Florida officials are building what some are calling “Alligator Alcatraz,” a sprawling migrant detention camp in the Everglades with the capacity to detain over 5,000 people.
The site, constructed on the remote Dade-Collier Training and Transition Airport, includes large tents, surveillance systems, and mobile barracks. Florida Governor Ron DeSantis has directed state agencies and private contractors to complete the buildout by early July 2025.
The project is raising alarms not only for its scale and location. It’s smack in the middle of protected wetlands and Indigenous ancestral lands.
Leaders of the Miccosukee Tribe of Indians of Florida, the Seminole Nation of Oklahoma and the Seminole Tribe of Florida are denouncing the development, the Tallahassee Democrat reports.

Trump administration diverts disaster funds to prison camp
It’s also being criticized because of how it’s being funded. The Department of Homeland Security has confirmed that federal money from FEMA’s Shelter and Services Program is being used to support the facility.
That program is typically reserved for emergency housing and basic shelter aid in the wake of natural disasters. It’s designed to protect the public during crises—not to build prisons for immigrants.
“Under President Trump’s leadership, we are working at turbo speed on cost-effective and innovative ways to deliver on the American people’s mandate for mass deportations of criminal illegal aliens,” Homeland Security Secretary Kristi Noem said in a statement to CBS News.
In a political climate where immigration enforcement is being prioritized over disaster response, this contrast is drawing sharp criticism. We’re watching taxpayer funds be redirected from environmental resilience and disaster aid into building infrastructure for incarceration.
“Alligator Alcatraz” pushes punishment over protection
Beyond the ethics of FEMA’s funding shift, environmental experts are also raising concerns about the location of the camp. The Everglades is a fragile ecosystem home to endangered species like the Florida panther. Drilling, building, and populating the area with high-capacity detention facilities risks irreversible harm.
Human rights advocates also warn that the camp’s purpose—detaining migrants without trial—mirrors past violations of due process seen in ICE operations and other militarized border actions.

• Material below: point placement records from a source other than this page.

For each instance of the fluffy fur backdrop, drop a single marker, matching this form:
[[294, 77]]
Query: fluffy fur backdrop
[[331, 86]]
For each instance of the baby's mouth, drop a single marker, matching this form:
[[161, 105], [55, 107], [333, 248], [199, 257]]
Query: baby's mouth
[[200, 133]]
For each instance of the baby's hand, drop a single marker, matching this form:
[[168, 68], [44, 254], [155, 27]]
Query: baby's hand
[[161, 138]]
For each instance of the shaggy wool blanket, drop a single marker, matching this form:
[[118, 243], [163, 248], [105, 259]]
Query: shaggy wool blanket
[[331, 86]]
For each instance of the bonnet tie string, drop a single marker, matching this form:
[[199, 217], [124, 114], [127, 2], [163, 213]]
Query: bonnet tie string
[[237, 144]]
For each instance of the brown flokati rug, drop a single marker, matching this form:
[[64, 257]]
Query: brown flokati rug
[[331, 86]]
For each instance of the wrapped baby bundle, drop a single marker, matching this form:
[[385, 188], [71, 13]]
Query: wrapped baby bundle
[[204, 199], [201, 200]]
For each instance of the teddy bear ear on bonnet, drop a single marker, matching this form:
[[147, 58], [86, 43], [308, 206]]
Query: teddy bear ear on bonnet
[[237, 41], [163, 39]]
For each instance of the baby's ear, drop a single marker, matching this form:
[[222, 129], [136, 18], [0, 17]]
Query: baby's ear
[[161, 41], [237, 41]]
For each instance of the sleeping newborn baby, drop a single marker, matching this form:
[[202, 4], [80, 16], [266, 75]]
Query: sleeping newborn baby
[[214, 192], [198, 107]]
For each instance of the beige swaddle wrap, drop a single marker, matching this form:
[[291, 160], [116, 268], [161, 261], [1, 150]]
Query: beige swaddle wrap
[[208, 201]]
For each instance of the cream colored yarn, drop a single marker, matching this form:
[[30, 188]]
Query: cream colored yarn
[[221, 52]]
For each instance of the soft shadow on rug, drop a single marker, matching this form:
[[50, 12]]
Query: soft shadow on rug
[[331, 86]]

At the center of it all is the question of national priorities. Why are federal emergency funds being used to police people instead of protect them?

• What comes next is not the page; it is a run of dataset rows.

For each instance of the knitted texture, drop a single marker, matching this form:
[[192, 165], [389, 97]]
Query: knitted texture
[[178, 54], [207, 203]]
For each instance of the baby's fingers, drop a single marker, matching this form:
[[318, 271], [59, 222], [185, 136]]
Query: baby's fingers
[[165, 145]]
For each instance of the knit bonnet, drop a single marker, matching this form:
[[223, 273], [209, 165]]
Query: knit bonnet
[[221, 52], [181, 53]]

As climate disasters increase and state resources are stretched thin, many are asking: Why is FEMA supporting incarceration while communities recovering from floods, fires, and tornadoes are left without full federal support?
“Alligator Alcatraz” is a symbol of how far national priorities have shifted. From the wetlands of Florida to the floodplains of Appalachia, people are being left behind while resources flow toward punishment over protection.

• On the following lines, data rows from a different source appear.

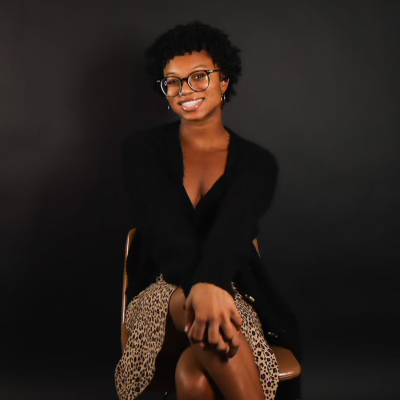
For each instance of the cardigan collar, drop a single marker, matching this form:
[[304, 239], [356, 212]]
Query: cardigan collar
[[171, 152]]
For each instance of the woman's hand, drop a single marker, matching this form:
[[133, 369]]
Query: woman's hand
[[209, 306]]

And as this facility moves forward, more people are demanding to know: Who exactly is the government trying to shelter and from what?
The questions now facing FEMA, and the administration overseeing these moves, are simple: Why are emergency funds being used to detain vulnerable populations while denying relief to American citizens displaced by disaster? And how long will communities be forced to navigate recovery alone?